Видимо, то же самое прочувствовал и сам хозяин квартиры. На его лбу вдруг выступила испарина, плечи дрогнули, и он невольно поджал под себя ноги.
Дронов между тем сумел-таки справиться со своими чувствами и уже через силу процедил:
– Может, не будем с ним тянуть? И по тому, как он это произнес, было видно, что лейтенант настроен решительно.
– Вы… вы не посмеете! – звенящим, резким фальцетом вдруг взвился голос Шматко. – Я…
Как бы через силу Голованов повернулся к хозяину квартиры и не узнал его. Лицо исказила гримаса почти животного страха, и он с неподдельным ужасом смотрел на своего мучителя. Теперь даже крошечной тени не осталось от его недавней самоуверенности.
Жить! Сейчас он хотел одного – жить.
Очевидно, просчитав, кого конкретно может представлять этот «немец» с молодым киллером, он уже догадывался, что ждет его в ближайшем обозримом будущем.
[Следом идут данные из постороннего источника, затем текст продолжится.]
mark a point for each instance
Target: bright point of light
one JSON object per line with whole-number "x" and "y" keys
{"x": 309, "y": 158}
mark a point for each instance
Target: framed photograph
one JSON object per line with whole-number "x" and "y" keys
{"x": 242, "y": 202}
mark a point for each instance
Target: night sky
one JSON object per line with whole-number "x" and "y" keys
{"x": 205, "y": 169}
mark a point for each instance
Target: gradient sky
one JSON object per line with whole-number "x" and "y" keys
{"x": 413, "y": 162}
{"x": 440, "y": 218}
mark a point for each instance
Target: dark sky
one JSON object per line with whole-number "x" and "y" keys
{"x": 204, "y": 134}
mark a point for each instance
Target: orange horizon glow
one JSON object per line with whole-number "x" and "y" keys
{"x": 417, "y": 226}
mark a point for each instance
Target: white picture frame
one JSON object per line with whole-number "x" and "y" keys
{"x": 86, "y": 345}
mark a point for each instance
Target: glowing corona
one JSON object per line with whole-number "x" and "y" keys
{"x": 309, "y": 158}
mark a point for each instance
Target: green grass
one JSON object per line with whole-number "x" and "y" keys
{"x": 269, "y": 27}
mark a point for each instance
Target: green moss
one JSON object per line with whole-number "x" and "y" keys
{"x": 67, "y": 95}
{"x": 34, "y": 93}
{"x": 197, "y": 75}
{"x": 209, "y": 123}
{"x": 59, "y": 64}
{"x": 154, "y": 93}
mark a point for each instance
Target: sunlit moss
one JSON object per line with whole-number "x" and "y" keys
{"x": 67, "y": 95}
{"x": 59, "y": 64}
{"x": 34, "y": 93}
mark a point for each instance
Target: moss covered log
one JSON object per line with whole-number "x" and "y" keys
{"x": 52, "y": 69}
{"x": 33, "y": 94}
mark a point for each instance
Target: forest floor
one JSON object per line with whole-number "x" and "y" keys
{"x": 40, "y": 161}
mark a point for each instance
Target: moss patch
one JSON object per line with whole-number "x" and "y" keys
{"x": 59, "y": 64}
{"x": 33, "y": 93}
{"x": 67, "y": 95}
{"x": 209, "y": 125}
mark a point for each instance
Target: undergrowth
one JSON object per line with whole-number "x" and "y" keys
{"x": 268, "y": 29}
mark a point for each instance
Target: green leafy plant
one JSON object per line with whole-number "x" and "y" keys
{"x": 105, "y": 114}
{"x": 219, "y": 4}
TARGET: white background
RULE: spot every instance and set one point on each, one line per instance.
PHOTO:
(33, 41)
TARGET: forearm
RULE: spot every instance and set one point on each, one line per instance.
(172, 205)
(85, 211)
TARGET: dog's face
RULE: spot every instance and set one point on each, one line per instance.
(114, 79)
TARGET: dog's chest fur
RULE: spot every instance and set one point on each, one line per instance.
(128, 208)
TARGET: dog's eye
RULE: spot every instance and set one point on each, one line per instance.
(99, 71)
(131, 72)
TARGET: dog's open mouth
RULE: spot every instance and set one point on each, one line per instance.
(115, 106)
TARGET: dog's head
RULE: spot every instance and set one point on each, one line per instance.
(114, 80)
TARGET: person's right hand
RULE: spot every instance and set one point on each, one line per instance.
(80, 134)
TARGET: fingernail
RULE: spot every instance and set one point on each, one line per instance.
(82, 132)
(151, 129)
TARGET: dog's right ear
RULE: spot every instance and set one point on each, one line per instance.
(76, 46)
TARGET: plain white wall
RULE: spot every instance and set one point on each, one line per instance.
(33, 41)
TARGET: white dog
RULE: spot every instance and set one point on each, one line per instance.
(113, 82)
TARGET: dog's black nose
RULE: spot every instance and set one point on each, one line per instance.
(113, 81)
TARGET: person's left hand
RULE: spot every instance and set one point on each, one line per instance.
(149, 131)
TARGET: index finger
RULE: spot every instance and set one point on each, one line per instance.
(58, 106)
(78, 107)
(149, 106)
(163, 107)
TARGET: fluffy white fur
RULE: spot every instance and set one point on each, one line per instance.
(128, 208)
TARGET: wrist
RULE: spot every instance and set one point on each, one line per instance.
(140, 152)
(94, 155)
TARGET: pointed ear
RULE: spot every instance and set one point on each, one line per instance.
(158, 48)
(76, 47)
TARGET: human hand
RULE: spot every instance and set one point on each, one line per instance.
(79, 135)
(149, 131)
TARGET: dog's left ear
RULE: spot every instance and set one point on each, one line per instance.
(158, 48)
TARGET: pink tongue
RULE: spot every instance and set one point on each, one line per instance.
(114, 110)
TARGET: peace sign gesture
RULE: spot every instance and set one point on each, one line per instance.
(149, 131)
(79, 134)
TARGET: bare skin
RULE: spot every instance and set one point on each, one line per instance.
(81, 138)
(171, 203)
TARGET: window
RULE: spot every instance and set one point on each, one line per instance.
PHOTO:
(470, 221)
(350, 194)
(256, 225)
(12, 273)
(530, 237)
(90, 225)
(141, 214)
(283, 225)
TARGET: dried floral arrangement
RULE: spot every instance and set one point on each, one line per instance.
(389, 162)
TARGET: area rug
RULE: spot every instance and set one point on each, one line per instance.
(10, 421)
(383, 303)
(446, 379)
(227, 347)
Он был ментом, и ему не надо было объяснять правила игры.
Его губы дрогнули:
– Вы… вы не посмеете меня…
– Почему? – искренне удивился Голованов. – Ты замел моих людей, ну а я…
– Это была плановая проверка! – попытался было вильнуть в сторону Шматко, все еще надеясь в душе на то, что эти столичные мокрушники не знают, что он работает на Бая и исчезновение двоих постояльцев отеля – дело рук краснохолмских оперов из городского УВД.
– Я думал, что ты умнее, – с ноткой сожаления в голосе произнес Голованов и снова повернулся лицом к Дронову: – Слыхал? «Плановая проверка»… А мы-то, два дурака, думали, что он на Бая горбатится. И когда тому козлу деревянный бушлатик примерили, свои чаевые отрабатывает, чтобы исполнителей заказа найти. А тут вон оно что оказывается: плановая ментовская проверка.
И вдруг взвился в шипяще-приглушенном крике:
– Ты что же, капустник зачуханный, хавка мандавошечная, пакостник фальцованный, за ибанушку малахольного или за чурку с тараканом в котелке меня держишь? Ты что же, фуций мусор, за шизика чеканутого меня держишь и хочешь уверить, что мои люди шконку сейчас в ломбарде греют, и я даже не догадываюсь, что они сейчас гниют в каком-нибудь подвале у Бая?! – Он уже почти задыхался в шипяще-свистящем крике: – Ты… ты что же?!..
– Но они… они живы сейчас! Голованов покосился на Дронова, который с открытым ртом смотрел на вальяжно-барственного «немца», в считаные секунды превратившегося в старорежимного законника, который жаждет ответной крови за своих братков и готов заварить в этом сучьем городе гурьевскую кашу, втянув в нее всех ссучившихся ментов.
– Слова, – процедил сквозь зубы Голованов, требуя подтверждения от Дронова, и тому ничего не оставалось, как согласно кивнуть. После чего покосился на сжавшегося у кресла Шматко и ледяным голосом произнес: – Не верю я этому козлу. Не верю! Жить хочет, с-сука, вот и крутит кота за яйца.